Hi Barret,
On 7/21/25 11:00 AM, Barret Rhoden wrote:
x86_cache_max_rmid's default is -1. If the hardware or VM doesn't set
the right cpuid bits, num_rmid can be 0.
Signed-off-by: Barret Rhoden <brho@xxxxxxxxxx>
---
I ran into this on a VM on granite rapids. I guess the VMM told the
kernel it was a GNR, but didn't set all the cache/rsctl bits.
The -1 default of x86_cache_max_rmid is assigned if the hardware does not
support *any* L3 monitoring.
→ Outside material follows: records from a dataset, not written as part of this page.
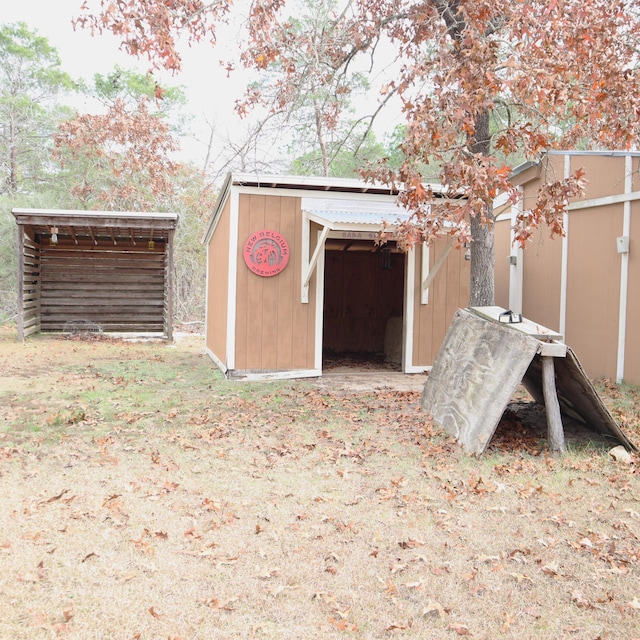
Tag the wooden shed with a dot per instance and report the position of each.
(109, 270)
(294, 273)
(585, 285)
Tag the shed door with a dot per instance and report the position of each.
(363, 302)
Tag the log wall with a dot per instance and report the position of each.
(119, 290)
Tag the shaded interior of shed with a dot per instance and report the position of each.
(106, 270)
(363, 304)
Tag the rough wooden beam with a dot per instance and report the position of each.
(552, 406)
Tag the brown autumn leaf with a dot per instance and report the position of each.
(399, 626)
(460, 629)
(221, 605)
(432, 607)
(343, 625)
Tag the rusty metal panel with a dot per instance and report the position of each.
(577, 396)
(475, 374)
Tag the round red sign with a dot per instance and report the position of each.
(266, 253)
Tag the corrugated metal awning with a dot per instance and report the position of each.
(343, 215)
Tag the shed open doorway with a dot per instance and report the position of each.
(364, 284)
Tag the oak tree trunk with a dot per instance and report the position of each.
(482, 264)
(482, 234)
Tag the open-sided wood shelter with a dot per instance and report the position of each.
(110, 269)
(585, 285)
(294, 272)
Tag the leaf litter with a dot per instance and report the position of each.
(144, 496)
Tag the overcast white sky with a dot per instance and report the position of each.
(211, 94)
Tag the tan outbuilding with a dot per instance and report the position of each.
(294, 272)
(585, 285)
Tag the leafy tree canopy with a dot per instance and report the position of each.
(478, 80)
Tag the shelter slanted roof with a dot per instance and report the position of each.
(94, 226)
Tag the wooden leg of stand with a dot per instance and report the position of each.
(552, 406)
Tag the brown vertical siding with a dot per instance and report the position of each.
(605, 175)
(218, 286)
(632, 344)
(448, 292)
(274, 330)
(593, 288)
(542, 273)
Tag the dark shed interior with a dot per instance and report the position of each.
(363, 298)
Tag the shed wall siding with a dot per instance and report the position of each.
(632, 343)
(593, 288)
(274, 330)
(448, 292)
(502, 250)
(594, 268)
(218, 286)
(118, 290)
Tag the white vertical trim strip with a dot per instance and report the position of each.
(234, 206)
(624, 273)
(407, 320)
(424, 273)
(516, 271)
(319, 307)
(304, 257)
(564, 269)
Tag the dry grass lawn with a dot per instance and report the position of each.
(143, 496)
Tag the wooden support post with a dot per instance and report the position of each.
(552, 406)
(20, 248)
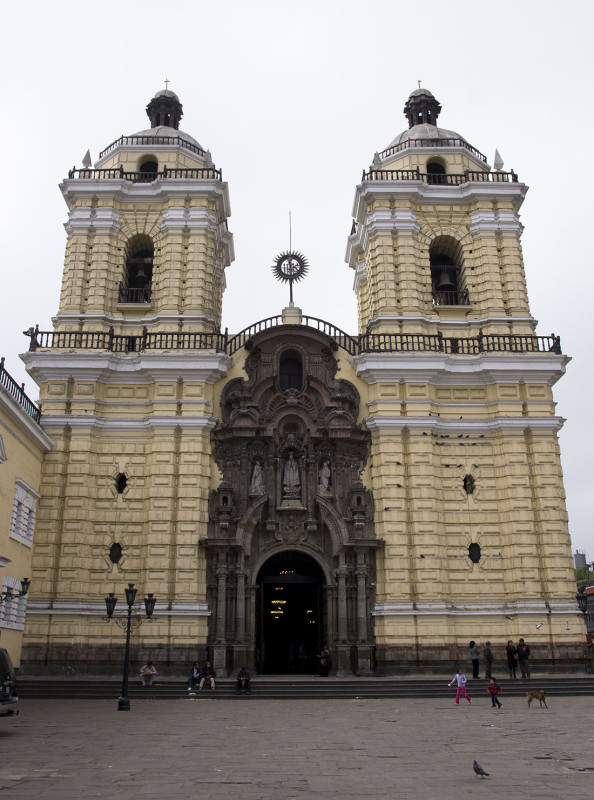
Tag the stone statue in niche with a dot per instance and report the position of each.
(325, 475)
(257, 483)
(291, 480)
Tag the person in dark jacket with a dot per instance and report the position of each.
(523, 658)
(512, 659)
(474, 654)
(243, 681)
(208, 676)
(194, 676)
(494, 690)
(488, 656)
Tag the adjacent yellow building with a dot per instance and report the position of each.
(23, 445)
(391, 493)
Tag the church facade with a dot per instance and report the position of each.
(391, 493)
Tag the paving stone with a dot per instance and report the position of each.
(399, 749)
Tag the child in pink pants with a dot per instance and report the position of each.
(460, 678)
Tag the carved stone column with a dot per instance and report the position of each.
(364, 649)
(240, 647)
(343, 657)
(220, 647)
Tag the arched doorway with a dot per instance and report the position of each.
(292, 616)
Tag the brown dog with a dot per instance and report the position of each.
(540, 696)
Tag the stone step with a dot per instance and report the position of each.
(266, 688)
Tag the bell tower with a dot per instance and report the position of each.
(436, 240)
(464, 465)
(127, 387)
(147, 234)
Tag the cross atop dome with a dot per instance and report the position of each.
(421, 108)
(165, 109)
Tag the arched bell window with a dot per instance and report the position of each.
(290, 373)
(138, 271)
(447, 274)
(436, 171)
(147, 170)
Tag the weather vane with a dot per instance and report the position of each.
(290, 267)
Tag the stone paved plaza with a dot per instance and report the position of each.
(248, 748)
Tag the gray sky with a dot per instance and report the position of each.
(293, 99)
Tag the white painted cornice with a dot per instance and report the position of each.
(447, 427)
(96, 220)
(380, 221)
(160, 190)
(22, 422)
(487, 221)
(447, 369)
(90, 608)
(562, 607)
(441, 323)
(120, 425)
(425, 193)
(145, 368)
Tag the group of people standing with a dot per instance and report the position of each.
(518, 655)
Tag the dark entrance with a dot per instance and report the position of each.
(291, 615)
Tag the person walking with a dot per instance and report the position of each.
(460, 679)
(494, 690)
(512, 659)
(523, 658)
(488, 657)
(147, 673)
(474, 654)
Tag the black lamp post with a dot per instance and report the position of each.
(582, 601)
(11, 594)
(127, 623)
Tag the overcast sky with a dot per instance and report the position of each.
(293, 99)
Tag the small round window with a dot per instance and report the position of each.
(474, 552)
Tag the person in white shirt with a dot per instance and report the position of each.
(460, 679)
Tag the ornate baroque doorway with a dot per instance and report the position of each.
(291, 523)
(292, 620)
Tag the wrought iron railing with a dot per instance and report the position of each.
(119, 173)
(150, 141)
(397, 148)
(455, 298)
(126, 294)
(18, 393)
(355, 345)
(444, 180)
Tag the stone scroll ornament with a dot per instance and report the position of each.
(290, 267)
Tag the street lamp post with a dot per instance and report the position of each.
(127, 623)
(12, 594)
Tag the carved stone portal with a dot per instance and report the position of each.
(291, 454)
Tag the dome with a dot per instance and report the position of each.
(166, 130)
(425, 131)
(166, 93)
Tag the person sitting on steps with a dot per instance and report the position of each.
(243, 681)
(208, 676)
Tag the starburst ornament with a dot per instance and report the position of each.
(290, 267)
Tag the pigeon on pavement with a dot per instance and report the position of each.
(478, 769)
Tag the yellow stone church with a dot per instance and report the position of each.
(391, 493)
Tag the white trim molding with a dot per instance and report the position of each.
(460, 370)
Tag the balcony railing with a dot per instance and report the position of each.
(440, 180)
(130, 295)
(118, 173)
(397, 148)
(153, 141)
(441, 298)
(18, 393)
(355, 345)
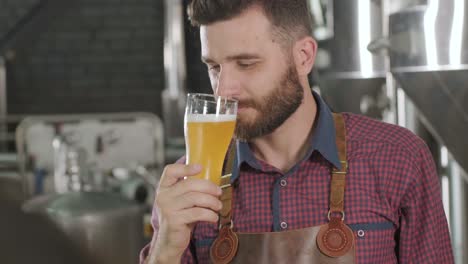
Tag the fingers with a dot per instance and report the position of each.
(197, 214)
(194, 199)
(173, 172)
(196, 185)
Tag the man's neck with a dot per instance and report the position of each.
(289, 143)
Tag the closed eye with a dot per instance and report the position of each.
(246, 64)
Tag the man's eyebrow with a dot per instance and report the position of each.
(207, 60)
(241, 56)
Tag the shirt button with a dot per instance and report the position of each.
(361, 233)
(283, 183)
(284, 225)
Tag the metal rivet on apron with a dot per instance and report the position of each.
(283, 183)
(361, 233)
(284, 225)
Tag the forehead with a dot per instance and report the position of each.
(251, 32)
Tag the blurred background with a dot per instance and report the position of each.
(92, 100)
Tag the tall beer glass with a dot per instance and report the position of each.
(209, 126)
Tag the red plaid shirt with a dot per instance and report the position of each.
(392, 200)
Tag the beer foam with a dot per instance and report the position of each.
(209, 118)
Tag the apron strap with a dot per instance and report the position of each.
(225, 217)
(338, 176)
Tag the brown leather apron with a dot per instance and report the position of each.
(329, 243)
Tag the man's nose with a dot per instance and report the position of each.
(228, 84)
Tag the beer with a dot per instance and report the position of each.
(207, 138)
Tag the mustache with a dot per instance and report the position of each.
(247, 103)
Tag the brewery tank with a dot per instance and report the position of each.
(104, 227)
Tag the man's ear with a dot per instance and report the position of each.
(304, 51)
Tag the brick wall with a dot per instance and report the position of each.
(100, 56)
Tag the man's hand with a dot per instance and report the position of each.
(181, 203)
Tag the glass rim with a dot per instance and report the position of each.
(214, 98)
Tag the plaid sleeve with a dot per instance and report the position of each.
(424, 235)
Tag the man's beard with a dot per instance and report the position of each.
(274, 109)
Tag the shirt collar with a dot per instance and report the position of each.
(322, 141)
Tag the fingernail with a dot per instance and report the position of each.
(196, 167)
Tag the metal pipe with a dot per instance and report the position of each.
(458, 211)
(175, 69)
(3, 105)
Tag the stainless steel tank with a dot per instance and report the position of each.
(104, 227)
(353, 78)
(428, 51)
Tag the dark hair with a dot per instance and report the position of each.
(291, 19)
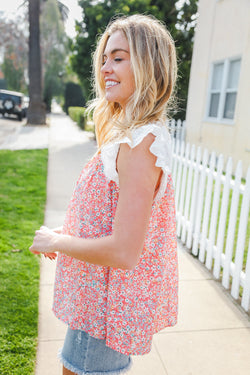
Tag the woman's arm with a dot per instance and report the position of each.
(138, 178)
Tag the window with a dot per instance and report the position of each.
(223, 90)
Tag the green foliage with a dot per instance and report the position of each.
(22, 202)
(96, 17)
(73, 96)
(180, 20)
(78, 114)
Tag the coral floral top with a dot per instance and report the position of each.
(125, 307)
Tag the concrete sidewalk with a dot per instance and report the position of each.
(213, 334)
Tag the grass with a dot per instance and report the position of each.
(22, 203)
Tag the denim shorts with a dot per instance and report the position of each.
(85, 355)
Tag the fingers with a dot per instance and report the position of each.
(51, 256)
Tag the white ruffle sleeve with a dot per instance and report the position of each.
(161, 148)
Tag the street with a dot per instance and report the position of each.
(8, 126)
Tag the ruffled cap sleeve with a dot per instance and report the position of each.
(161, 148)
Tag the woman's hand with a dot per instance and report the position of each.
(44, 242)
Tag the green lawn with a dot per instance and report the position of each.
(22, 202)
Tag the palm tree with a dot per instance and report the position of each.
(36, 113)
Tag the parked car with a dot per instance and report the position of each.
(26, 102)
(12, 103)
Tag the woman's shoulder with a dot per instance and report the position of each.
(155, 136)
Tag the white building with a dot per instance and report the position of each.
(218, 110)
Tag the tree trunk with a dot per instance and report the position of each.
(36, 113)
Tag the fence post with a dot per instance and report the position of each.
(203, 241)
(223, 217)
(183, 191)
(175, 163)
(179, 174)
(245, 302)
(188, 195)
(232, 226)
(241, 238)
(200, 199)
(194, 197)
(214, 215)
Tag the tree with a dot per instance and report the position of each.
(14, 47)
(180, 20)
(96, 16)
(36, 112)
(54, 51)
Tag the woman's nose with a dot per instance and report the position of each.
(107, 67)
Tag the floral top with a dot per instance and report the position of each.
(125, 307)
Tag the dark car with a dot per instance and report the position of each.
(11, 103)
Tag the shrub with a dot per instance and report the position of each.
(78, 114)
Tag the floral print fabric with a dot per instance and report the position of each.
(124, 307)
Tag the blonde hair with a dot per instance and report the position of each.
(153, 61)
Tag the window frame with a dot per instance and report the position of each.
(223, 91)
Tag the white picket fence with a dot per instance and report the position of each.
(212, 207)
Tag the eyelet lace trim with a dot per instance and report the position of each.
(161, 148)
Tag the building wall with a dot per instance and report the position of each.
(223, 31)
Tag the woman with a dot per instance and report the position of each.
(116, 279)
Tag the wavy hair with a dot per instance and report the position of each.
(153, 60)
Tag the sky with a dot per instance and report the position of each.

Specifically:
resctrl_cpu_detect():
if (!cpu_has(c, X86_FEATURE_CQM_LLC)) {
c->x86_cache_max_rmid = -1;
...
}
The function modified by this patch, rdt_get_mon_l3_config() only runs if
the hardware supports one or more of the L3 monitoring sub-features
(X86_FEATURE_CQM_OCCUP_LLC, X86_FEATURE_CQM_MBM_TOTAL, or
X86_FEATURE_CQM_MBM_LOCAL) that depend on X86_FEATURE_CQM_LLC per cpuid_deps[].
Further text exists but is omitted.